The next morning, March 1, 2019, the court told counsel, "I think that [the] issue [with the doctor's appointment] ultimately was resolved. I advised [Juror No. 12] if she could get an appointment, we could accommodate her appointment. And so hopefully that is no longer an issue. [¶] It seemed that she was more concerned with regard to a loss of income. [¶] . . . [¶] So at this point the problem is that I really can't excuse her under the law unless she indicates that she is no longer able to fulfill her obligations as a juror. This is a much higher standard now that she is a sworn juror as opposed to, you know, during the process of jury selection."
When Juror No. 12 arrived, she informed the court that she had scheduled her medical appointment for 4:00 p.m. that day. The court responded that it would break early for the day so she could go to her appointment. Upon the court's inquiry, Juror No. 12 assured the court that she could still be fair to both sides and base her verdict only on the evidence presented in court. Regardless, Juror No. 12 requested to be excused because her husband had to leave the state on March 14 to deal with issues related to his visa. His lawyer wanted her to obtain a transcript from the IRS office, which she needed to get in person.

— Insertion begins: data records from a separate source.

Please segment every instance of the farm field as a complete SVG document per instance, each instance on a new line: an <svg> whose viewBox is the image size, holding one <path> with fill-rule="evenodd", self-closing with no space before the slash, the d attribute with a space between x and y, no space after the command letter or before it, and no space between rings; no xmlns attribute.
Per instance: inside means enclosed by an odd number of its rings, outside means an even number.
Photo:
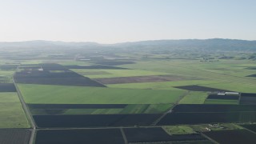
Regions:
<svg viewBox="0 0 256 144"><path fill-rule="evenodd" d="M21 140L4 133L20 128L24 143L34 134L35 144L254 141L255 61L218 59L222 54L202 61L184 51L66 53L0 62L1 142L11 139L5 134Z"/></svg>
<svg viewBox="0 0 256 144"><path fill-rule="evenodd" d="M71 70L76 73L78 73L82 75L84 75L86 77L89 77L90 78L168 74L168 73L164 73L164 72L155 72L155 71L140 70L71 69ZM98 72L101 72L102 74Z"/></svg>
<svg viewBox="0 0 256 144"><path fill-rule="evenodd" d="M0 93L0 128L29 128L17 93Z"/></svg>
<svg viewBox="0 0 256 144"><path fill-rule="evenodd" d="M0 129L0 143L27 144L30 137L28 129Z"/></svg>
<svg viewBox="0 0 256 144"><path fill-rule="evenodd" d="M218 143L253 144L256 142L256 134L246 130L211 131L203 134Z"/></svg>
<svg viewBox="0 0 256 144"><path fill-rule="evenodd" d="M111 143L124 144L120 130L38 130L36 144Z"/></svg>
<svg viewBox="0 0 256 144"><path fill-rule="evenodd" d="M51 85L18 84L26 103L160 104L174 103L181 90L132 90ZM45 93L50 91L50 93Z"/></svg>

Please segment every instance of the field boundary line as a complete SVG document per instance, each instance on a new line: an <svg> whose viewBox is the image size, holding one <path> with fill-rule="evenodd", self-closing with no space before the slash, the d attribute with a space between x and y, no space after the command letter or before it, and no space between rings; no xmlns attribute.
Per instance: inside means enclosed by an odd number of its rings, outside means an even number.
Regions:
<svg viewBox="0 0 256 144"><path fill-rule="evenodd" d="M121 131L121 133L122 133L123 140L125 141L125 144L128 144L128 140L127 140L127 138L126 138L126 135L125 131L123 130L122 128L120 128L120 131Z"/></svg>
<svg viewBox="0 0 256 144"><path fill-rule="evenodd" d="M160 121L161 119L162 119L167 114L171 113L172 110L174 107L175 107L177 105L178 105L178 102L188 94L190 93L190 91L186 91L182 95L179 96L178 99L177 99L176 102L174 103L174 105L172 106L170 106L170 108L165 112L163 114L162 114L158 119L156 119L150 126L156 126Z"/></svg>
<svg viewBox="0 0 256 144"><path fill-rule="evenodd" d="M29 121L30 124L30 126L32 128L32 130L31 130L31 135L30 135L30 142L29 144L34 144L34 141L35 139L35 130L36 130L36 125L34 123L34 118L30 114L30 111L29 110L29 108L27 107L26 104L25 103L25 101L23 99L23 97L22 95L22 93L20 92L16 82L15 82L15 80L14 78L13 78L14 80L14 84L15 86L15 88L16 88L16 90L17 90L17 94L18 94L18 97L22 103L22 106L23 107L23 110L24 110L24 112L26 115L26 118L27 118L27 120Z"/></svg>

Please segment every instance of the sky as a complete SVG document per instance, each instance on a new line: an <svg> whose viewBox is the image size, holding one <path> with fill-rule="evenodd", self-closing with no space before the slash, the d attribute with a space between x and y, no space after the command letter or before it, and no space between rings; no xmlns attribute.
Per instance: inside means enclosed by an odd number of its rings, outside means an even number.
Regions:
<svg viewBox="0 0 256 144"><path fill-rule="evenodd" d="M0 42L256 40L255 0L0 0Z"/></svg>

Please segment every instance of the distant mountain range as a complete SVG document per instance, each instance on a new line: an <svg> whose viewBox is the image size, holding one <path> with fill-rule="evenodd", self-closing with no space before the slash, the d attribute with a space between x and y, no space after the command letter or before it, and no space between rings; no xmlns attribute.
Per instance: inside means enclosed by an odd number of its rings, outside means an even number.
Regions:
<svg viewBox="0 0 256 144"><path fill-rule="evenodd" d="M122 49L174 49L185 50L238 50L256 51L256 41L238 39L182 39L182 40L153 40L116 44L99 44L96 42L66 42L51 41L26 41L14 42L0 42L0 48L88 48L108 47Z"/></svg>

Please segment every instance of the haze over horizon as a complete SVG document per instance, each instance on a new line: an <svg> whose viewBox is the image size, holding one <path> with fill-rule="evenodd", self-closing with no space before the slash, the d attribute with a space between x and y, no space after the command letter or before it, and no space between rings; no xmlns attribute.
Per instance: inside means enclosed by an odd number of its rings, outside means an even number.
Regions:
<svg viewBox="0 0 256 144"><path fill-rule="evenodd" d="M6 0L0 42L256 40L253 0Z"/></svg>

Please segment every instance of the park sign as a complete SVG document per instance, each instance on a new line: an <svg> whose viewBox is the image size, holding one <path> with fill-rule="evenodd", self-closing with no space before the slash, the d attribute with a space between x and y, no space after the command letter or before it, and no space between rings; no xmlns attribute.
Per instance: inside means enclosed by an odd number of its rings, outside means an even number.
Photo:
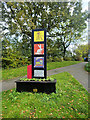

The court explained the case would likely conclude on the same week that it was submitted to the jury, so the juror would have time to obtain the transcript. If deliberations lasted longer, the court would delay deliberations for a whole morning or even a whole day for the juror to go to the IRS office. The court said, "I mean because I don't want that to weigh on your mind. You know, we'll give you the time to get that. [¶] Like I said, I think you will be done by then. But even if deliberations are still ongoing, we will stop what we're doing and give you the time to make sure that you get that so that you are not worried about that."
The juror said she still wanted to be excused because she had been unable to work. She explained that she was unable to work remotely or after court. The court said it could have court sessions start later or end early to assist the juror, but cautioned that reducing the daily hours could extend the days the case continued.
Outside the juror's presence, the court again said that it "did not see any legal ground to excuse [Juror No. 12]." Defense counsel argued that Juror No. 12 should be excused because she was not candid with the court regarding these hardships during voir dire. Defense counsel also argued that the juror should be excused because she had "pressing needs" that might cause her to "go with the flow" and decline to be a holdout juror.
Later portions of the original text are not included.